これは、後にリビアでNATO(北大西洋条約機構)を巻き込む政変が起きたために実質的に凍結される事態に陥ったが、植民地支配そのものを問題化した点で、脱植民地化運動の画期的な成果と評価できる。
前者(1)の植民地支配下でのジェノサイドを問題化する動きは、より明確な流れとなっている。
植民地化の後、資源略奪等をめざして現地人の搾取・強制労働がしばしば組織化されるが(前稿)、それがジェノサイドに結びつく場合もあった。だがジェノサイドは一般的に、(a)植民地化の過程で、あるいは(b)植民地化後に起こった抵抗運動や独立戦争の過程で、引き起こされるのが普通であろう。
日本によって朝鮮で引き起こされたのは、主に前者(a)のジェノサイドである。
日本は1894年、朝鮮支配をめざして「日清戦争」を起こすが、その過程で、反封建・反帝国主義に立った東学農民軍に対するジェノサイドに打って出た。当時、参謀本部の実質的なトップである川上操六は、同農民軍を「ことごとく殺りくすべし」と命じた(井上勝生他『東学農民戦争と日本──もう一つの日清戦争』高文研、65p)。
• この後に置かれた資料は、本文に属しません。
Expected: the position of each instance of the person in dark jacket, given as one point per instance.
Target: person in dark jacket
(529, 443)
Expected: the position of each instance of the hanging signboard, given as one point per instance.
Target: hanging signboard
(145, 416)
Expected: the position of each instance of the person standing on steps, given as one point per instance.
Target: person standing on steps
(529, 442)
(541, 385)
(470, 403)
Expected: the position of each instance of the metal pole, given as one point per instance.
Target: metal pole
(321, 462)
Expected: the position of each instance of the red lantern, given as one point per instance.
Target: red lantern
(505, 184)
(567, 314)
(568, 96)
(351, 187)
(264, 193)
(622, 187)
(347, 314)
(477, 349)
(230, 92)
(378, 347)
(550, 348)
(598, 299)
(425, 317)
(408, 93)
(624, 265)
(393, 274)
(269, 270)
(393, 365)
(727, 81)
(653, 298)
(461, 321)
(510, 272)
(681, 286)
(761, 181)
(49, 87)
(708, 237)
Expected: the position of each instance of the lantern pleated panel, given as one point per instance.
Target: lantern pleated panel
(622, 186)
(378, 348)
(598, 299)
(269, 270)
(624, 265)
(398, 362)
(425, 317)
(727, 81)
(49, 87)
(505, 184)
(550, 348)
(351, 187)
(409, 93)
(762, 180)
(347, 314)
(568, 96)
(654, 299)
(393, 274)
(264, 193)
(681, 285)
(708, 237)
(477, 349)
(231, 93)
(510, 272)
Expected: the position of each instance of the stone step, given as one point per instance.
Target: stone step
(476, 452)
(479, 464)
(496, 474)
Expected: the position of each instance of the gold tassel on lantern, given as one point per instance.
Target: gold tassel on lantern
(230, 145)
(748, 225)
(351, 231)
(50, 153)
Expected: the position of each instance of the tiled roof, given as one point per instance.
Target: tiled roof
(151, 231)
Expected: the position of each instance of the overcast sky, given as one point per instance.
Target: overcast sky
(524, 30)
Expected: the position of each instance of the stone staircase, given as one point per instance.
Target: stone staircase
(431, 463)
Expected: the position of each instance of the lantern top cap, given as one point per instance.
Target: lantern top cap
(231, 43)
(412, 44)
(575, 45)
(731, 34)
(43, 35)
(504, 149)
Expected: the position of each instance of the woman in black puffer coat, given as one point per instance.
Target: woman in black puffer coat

この命令の下、日清戦争による日本人死者をはるかに上回る3~5万人もの農民が、日本軍に殺されたのである(加藤圭木他『日韓の歴史問題をどう読み解くか──徴用工・日本軍「慰安婦」・植民地支配』新日本出版社、114p)。
その後日本は、日清戦争後のこう着した状態を打開せんものと朝鮮王后の暗殺(1895年)等を引き起こしたが、これに対して大規模な抗日義兵闘争が巻き起こった。そして日本はこれをも容赦のない鎮圧の対象とし、1万8000人近い朝鮮人が犠牲になった(海野福寿『韓国併合』岩波書店、188p)。
また日本による植民地支配下にあって独立への意志を明示した「三・一運動」(1919年)は、流血の下に葬られた。立ち上がった民衆は身に寸鉄を帯びなかったにもかかわらず、その死者は7500人にのぼった(加藤他、同前)。
ダーバン会議以降、かつての植民地国から、抵抗運動・独立戦争時のジェノサイドに対する謝罪・補償等の要求がくり返し出されているが(後述)、日朝関係では、少なくとも前記ジェノサイドについて、そうした話は耳にしたことがない。だがどういう形にせよ、今後、これらの問題は改めて問われるようになるのは、もはや避けえないだろう。
日本国内で起きたジェノサイドについてさえ、謝罪はもちろん調査さえ満足に行われていない。
関東大震災(1923年)のおり、いまだに正確な実態がつかめないが、1500人弱~6500人強(加藤直樹『九月、東京の路上で──1923年関東大震災ジェノサイドの残響』ころから、171p)もの在日朝鮮人が、警察・内務省等が増幅し権威づけた流言飛語に基づいて、在郷軍人を主にした自警団、および警察・軍によって虐殺された。